LaCava is his former longtime caddie, now working for Woods. While noting he's never had a problem with Williams, Couples also added, "If (a caddie) has that kind of anger for a pretty good guy, I don't want him around me."

Scott Walker at Golf Channel suggests that the atmosphere in Shanghai and beyond may have led to a level of unacceptable comfort:

But Williams’ comments are only part of the issue. The fact that he felt comfortable enough to say such nonsense at that gathering will remind minorities of golf’s exclusive past, of proverbial smoke-filled rooms where decisions were made, and where many of us were absent. There is nothing wrong with having a private gathering where folks can have a good time at the end of a long year. There is something wrong when one of the attendees considered it the perfect time and setting to say what Williams did. Thankfully, enough people in that room decided what transpired there should not remain hidden. But it was a reminder that of the anxiety that comes with the question, “What do they say about us when we are not around?”

Farrell Evans wasn't too impressed with Stevie's apology.

This apology reminds me of some of the mea culpas delivered by southern whites and even some northerners over the years. One hot Sunday afternoon in Mississippi Delta comes to mind. A middle-aged black woman argues with a white convenience store owner after he called her teenage son a boy.

"I didn't mean nothing by it," the man said.

"If you didn't mean nothing by it then why did you say it?" said the woman.

The woman's question is one that Steve Williams should ponder for a while.

Jason Sobel says the decision to fire Williams is a "personal issue" between Williams and Adam Scott.

Already some media outlets are calling for Scott to immediately discontinue his looper’s employment.
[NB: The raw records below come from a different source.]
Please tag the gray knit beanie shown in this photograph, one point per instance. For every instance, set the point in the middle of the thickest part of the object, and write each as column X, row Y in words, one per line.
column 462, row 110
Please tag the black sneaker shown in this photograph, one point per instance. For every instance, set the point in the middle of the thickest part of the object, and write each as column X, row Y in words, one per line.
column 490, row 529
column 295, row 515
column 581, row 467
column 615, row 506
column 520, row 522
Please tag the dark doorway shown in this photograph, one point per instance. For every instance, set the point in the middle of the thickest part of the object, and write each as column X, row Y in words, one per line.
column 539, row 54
That’s a personal issue between them, but this news hits home as a personal issue between Williams and every single person who takes offense to this overture.
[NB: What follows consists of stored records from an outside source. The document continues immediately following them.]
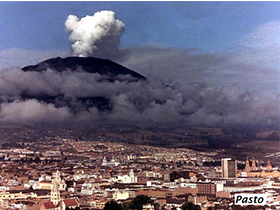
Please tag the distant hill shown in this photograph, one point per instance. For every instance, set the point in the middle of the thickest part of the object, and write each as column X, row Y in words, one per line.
column 89, row 64
column 109, row 69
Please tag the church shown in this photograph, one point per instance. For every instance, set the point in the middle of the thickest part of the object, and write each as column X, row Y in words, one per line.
column 254, row 171
column 56, row 203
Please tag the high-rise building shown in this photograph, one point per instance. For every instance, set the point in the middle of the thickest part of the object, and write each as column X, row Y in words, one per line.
column 229, row 168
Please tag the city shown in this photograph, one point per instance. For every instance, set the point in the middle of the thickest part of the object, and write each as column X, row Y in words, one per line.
column 65, row 172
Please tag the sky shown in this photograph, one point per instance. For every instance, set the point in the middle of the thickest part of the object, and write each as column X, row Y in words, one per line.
column 219, row 59
column 208, row 26
column 213, row 43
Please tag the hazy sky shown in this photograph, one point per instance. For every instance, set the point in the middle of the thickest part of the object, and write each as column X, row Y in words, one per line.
column 217, row 43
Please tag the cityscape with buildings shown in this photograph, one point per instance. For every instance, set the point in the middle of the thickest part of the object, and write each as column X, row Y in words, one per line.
column 64, row 172
column 139, row 105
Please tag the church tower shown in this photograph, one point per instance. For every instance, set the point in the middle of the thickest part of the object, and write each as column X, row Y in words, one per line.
column 268, row 166
column 254, row 167
column 247, row 165
column 55, row 193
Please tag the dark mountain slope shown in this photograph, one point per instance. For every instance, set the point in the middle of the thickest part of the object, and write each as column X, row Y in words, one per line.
column 89, row 64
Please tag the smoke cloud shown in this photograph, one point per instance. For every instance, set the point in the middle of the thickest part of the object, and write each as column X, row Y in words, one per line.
column 96, row 35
Intended or not, Williams’ comment contained inauspicious implications. If he wants to refer to a former boss and friend with a derogatory term, that’s well within his right. When he uses a racial adjective, it becomes a hurtful comment on multiple levels.

James Lawton says Stevie's rank stupidity is really shining through.

Plainly he has now crossed the line between natural-born arrogance and an untenable belief in his ability to behave as bizarrely as he chooses. Racism, as course as any known in the bad old days, is the killing charge. The cause is rather more mundane. It is the consequence of unchecked stupidity.

As for the lack of swift reaction from the PGA Tour and other bodies, Lawrence Donegan is not impressed.

Does "off-the-record" confer immunity for every Tom, Dick or Harry to say whatever he likes about whom ever he likes in whatever offensive manner he so wishes? Of course not.

That Williams was guilty of revealing an ugly truth about himself, unwittingly or otherwise, is beyond doubt. So is the punishment he should have faced. He should have gone. From the Champions event in China. From his lucrative employment with the Australian golfer Adam Scott. From the sport of golf. For good.

That none of these things had happened by the evening after the night before speaks eloquently about the cravenness and cowardice of the self-regarding, self-perpetuating, self-enriching administrators who claim to have the best interests of golf at heart.

Garry Smits explains the jurisdiction the PGA Tour has here and feels they need to suspend Williams to prevent the Presidents Cup from being overshadowed by the Tiger-Stevie reunion.

Later this month, the Presidents Cup will be played in Australia for only the second time. Scott is on the International team. This is the PGA Tour's international match play event. Wouldn't it detract and distract from the event and what it means to Australian golf to have Williams walking the fairways every day?

If Scott won't take action, and is as clueless as he seems as to the implications of Williams' comments, the Tour might have to.

Steve Elling suggests that might already be in the works, but because of the tour's policy of not disclosing fines and suspensions, we don't know.

As ever, PGA Tour communications chief Ty Votaw on Saturday offered no illumination relating to possible pending disciplinary action: “We will have no comment publicly on this matter. The tour does have the ability to discipline caddies of its members.”

Later Saturday, Votaw followed up thusly, implying some action might be forthcoming: "By the way, the fact that we don't have a comment on this at this time, that does not mean we will not have one in the future. Just wanted to make that clarification."

Scott shouldn't wait for the tour to do his dirty work for him.